Em relação ao potencial de ecoturismo do local, também é importante destacar a provável ocorrência de vestígios do antigo Caminho Histórico do Arraial, que acompanhava o rio homônimo em parte da área do Parque Nacional e servia de ligação aos primeiros viajantes que se deslocavam do litoral paranaense para a região do primeiro planalto onde hoje se encontra a região metropolitana de Curitiba. Prospecções arqueológicas precisarão ser conduzidas pelo órgão gestor do novo Parque Nacional, o Instituto Chico Mendes de Conservação da Biodiversidade (ICMBio), para resgatar vestígios desse caminho, juntamente com outras atividades necessárias para a proteção e manejo da Unidade de Conservação, que passam pela necessária elaboração do seu Plano de Manejo e alocação de pessoal.
Não menos importante para consolidar o potencial para o turismo da área são os encachoeiramentos e corredeiras que se proliferam de entremeio às dezenas de serras, escarpas e vales no interior da área, especialmente nos afluentes e canais principais dos rios Arraial, Canasvieiras e São João, todos da bacia do rio Cubatão e que desaguam da Baía de Guaratuba (Foto 2).
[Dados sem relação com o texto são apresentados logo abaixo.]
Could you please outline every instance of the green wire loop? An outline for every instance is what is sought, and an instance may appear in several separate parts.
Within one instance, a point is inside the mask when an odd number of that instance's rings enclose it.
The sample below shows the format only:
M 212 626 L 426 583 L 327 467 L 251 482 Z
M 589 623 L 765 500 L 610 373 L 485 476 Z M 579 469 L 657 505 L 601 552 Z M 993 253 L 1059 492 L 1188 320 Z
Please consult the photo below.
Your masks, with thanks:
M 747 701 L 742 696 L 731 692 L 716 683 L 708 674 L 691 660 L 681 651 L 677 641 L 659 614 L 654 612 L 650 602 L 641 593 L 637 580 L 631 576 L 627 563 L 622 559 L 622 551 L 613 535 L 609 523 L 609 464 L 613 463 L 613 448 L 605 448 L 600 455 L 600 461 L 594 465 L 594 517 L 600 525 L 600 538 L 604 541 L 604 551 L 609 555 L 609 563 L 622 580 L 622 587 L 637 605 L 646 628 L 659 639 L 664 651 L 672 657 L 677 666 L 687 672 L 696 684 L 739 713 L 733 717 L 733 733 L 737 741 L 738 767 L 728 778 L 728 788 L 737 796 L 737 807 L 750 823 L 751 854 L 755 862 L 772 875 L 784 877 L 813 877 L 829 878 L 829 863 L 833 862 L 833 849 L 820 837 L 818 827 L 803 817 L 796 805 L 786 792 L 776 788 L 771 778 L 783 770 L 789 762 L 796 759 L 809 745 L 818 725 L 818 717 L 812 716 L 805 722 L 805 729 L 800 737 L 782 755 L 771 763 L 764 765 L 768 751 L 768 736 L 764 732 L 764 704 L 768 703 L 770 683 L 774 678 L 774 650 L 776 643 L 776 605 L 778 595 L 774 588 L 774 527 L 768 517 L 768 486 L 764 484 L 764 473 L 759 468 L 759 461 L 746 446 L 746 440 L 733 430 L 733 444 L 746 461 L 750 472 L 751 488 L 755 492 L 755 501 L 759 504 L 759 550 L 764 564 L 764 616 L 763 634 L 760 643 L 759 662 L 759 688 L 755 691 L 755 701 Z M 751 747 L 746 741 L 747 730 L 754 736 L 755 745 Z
Há ainda as cachoeiras e corredeiras dos rios Pinto e Sagrado, que rumam para a Baía de Paranaguá.
Ou seja, o Parque Nacional também exercerá papel fundamental para a preservação desse patrimônio, fundamental para garantir a longo prazo o suprimento hídrico da capital e dos municípios do litoral sul do Paraná, com potencial de geração hidrelétrica à jusante, além de garantir a manutenção dos estuários que garantem recursos pesqueiros e suportam parte significativa da economia regional. Cabe destacar que a área já é utilizada para trekking e apreciação das quedas d’água locais, bem como para montanhismo e rappel, porém agora tais práticas precisarão ser regularizadas pelo ICMBio, visando a segurança dos praticantes e a proteção dos ambientes naturais.
A condição fundiária da área favorece a rápida implementação do Parque Nacional, visto que uma parcela significativa do território pertencia ao extinto Banco Bamerindus S/A., que foi arrecadado pela União quando da execução de dívidas da instituição financeira junto ao Governo Federal. Outra parcela quase de igual proporção pertence à Norske Skog Pisa, conglomerado internacional do ramo de papel e celulose baseado no Paraná. Esse conglomerado mantinha florestas de Pinus spp. em parte da área, a qual , em acordo no processo de licenciamento para extração dessas florestas plantadas, concordou em cedê-las para a criação da Unidade de Conservação. Essas duas áreas, juntamente com outros quatro imóveis atrelados ao patrimônio da Companhia Paranaense de Energia (COPEL), que também manifestou anuência à incorporação de suas áreas no Parque Nacional, compreendem cerca de 70% da extensão territorial circunscrita ao Decreto de Criação.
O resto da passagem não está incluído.